I knew the Rudds and Ayerses of the world too well. I went to school and worked at summer camps with them. In my experience, they were to a person smug, self-righteous, indulged, affluent, and more than a little insecure about their very softness. By 1969 I knew that when the barricades went up, we would be on opposite sides.

Jan Wiener and company at the Nation may believe they could have made a better world for the downtrodden, but Cashill sees through it:

My 'we' included all the friends and family I had grown up with in Newark, New Jersey. We were the children of cops (me), mailmen, plumbers, machinists, bartenders, cab drivers, house painters. We didn't romanticize poverty. We were struggling to get out of it. We didn't celebrate black people. We played basketball with them (or were them). We didn't denounce the American dream. We pursued it.

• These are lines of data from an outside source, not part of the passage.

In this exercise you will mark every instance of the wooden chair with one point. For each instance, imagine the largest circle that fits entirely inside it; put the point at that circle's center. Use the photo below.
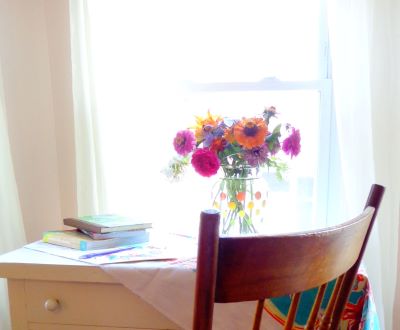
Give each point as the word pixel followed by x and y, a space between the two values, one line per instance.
pixel 254 268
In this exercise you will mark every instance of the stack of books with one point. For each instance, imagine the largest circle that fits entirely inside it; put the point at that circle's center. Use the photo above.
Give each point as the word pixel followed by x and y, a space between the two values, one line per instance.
pixel 99 232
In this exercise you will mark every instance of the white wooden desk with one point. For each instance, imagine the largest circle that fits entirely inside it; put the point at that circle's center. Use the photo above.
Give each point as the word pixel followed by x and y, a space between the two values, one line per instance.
pixel 52 293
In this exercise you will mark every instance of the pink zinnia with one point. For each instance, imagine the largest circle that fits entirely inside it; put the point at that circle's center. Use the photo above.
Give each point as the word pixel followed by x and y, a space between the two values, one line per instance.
pixel 205 162
pixel 256 156
pixel 184 142
pixel 291 145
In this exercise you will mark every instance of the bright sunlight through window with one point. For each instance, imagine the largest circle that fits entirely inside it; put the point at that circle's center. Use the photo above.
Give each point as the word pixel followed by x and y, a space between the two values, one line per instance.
pixel 157 64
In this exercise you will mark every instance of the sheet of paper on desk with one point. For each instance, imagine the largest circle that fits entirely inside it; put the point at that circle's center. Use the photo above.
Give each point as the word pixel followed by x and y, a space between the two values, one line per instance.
pixel 162 250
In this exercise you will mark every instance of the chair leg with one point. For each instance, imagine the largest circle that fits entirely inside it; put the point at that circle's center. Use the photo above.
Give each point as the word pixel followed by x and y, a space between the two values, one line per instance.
pixel 327 319
pixel 292 311
pixel 315 309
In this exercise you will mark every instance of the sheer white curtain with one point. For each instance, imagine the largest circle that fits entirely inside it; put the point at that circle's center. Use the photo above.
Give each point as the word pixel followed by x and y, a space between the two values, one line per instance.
pixel 363 99
pixel 90 178
pixel 12 234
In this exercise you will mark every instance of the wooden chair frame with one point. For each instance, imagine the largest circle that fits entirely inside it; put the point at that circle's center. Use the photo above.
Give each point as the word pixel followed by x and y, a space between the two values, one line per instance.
pixel 255 268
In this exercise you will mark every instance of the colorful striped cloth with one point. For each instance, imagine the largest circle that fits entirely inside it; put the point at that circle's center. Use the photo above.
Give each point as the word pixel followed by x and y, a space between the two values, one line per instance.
pixel 359 313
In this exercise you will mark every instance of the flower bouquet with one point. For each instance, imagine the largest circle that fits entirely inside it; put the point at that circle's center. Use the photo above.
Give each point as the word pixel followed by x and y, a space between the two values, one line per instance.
pixel 239 147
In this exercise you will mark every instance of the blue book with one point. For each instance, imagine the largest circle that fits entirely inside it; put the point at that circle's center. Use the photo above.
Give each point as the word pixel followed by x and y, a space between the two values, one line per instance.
pixel 77 240
pixel 106 223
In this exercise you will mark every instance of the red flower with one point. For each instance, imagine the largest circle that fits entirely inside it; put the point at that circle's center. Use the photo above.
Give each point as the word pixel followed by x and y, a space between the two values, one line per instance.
pixel 291 145
pixel 205 162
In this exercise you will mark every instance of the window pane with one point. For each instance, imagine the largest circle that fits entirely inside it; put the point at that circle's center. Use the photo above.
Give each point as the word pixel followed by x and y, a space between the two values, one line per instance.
pixel 208 41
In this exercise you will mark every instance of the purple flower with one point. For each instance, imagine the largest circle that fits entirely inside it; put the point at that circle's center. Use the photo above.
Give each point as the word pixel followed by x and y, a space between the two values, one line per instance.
pixel 256 156
pixel 205 162
pixel 184 142
pixel 291 145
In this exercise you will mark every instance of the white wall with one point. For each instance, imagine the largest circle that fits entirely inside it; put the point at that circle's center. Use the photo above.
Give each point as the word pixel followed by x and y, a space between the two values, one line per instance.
pixel 34 53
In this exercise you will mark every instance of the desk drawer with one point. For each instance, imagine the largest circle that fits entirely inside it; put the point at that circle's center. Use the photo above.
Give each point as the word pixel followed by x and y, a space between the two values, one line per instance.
pixel 95 304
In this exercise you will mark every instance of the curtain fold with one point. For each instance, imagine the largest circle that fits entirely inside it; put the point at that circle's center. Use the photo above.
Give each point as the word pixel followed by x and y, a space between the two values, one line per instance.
pixel 90 178
pixel 12 234
pixel 361 47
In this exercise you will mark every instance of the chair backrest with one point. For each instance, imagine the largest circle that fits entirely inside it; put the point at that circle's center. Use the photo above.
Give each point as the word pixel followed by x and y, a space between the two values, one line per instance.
pixel 234 269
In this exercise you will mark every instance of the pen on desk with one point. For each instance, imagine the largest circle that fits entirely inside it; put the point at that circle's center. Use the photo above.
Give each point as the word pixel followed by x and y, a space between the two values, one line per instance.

I think the idea of whether Bill Ayers wrote Obama's two memoirs is a diversion (though I wouldn't be surprised if he did, given the common style and self-elevation of the books). What is important is how Bill Ayers has continued to influence education. Common Core standards may not have been written by Bill Ayers, but there is a lot of commonality between them and the ideas Ayers has for education.

Speaking of which, kudos to Maureen Downey at the Atlanta Journal-Constitution for publishing Jane Robbins's and Tanya Ditty's fantastic response to Fordham Institute's Michael Pettrilli and Michael Brickman claim that "Common Core opponents lack a better plan."

There are better alternatives--especially for low-income and middle-income students--and they have been proven by the research. Problem is they don't require all the advanced degrees and workshops (and requisite pay raises) and technology and whiz-bang new curricula that would profit the multinational textbook companies and computer companies.

Just think of that--proven education results with less cost and local control. Wonder why we're not using it?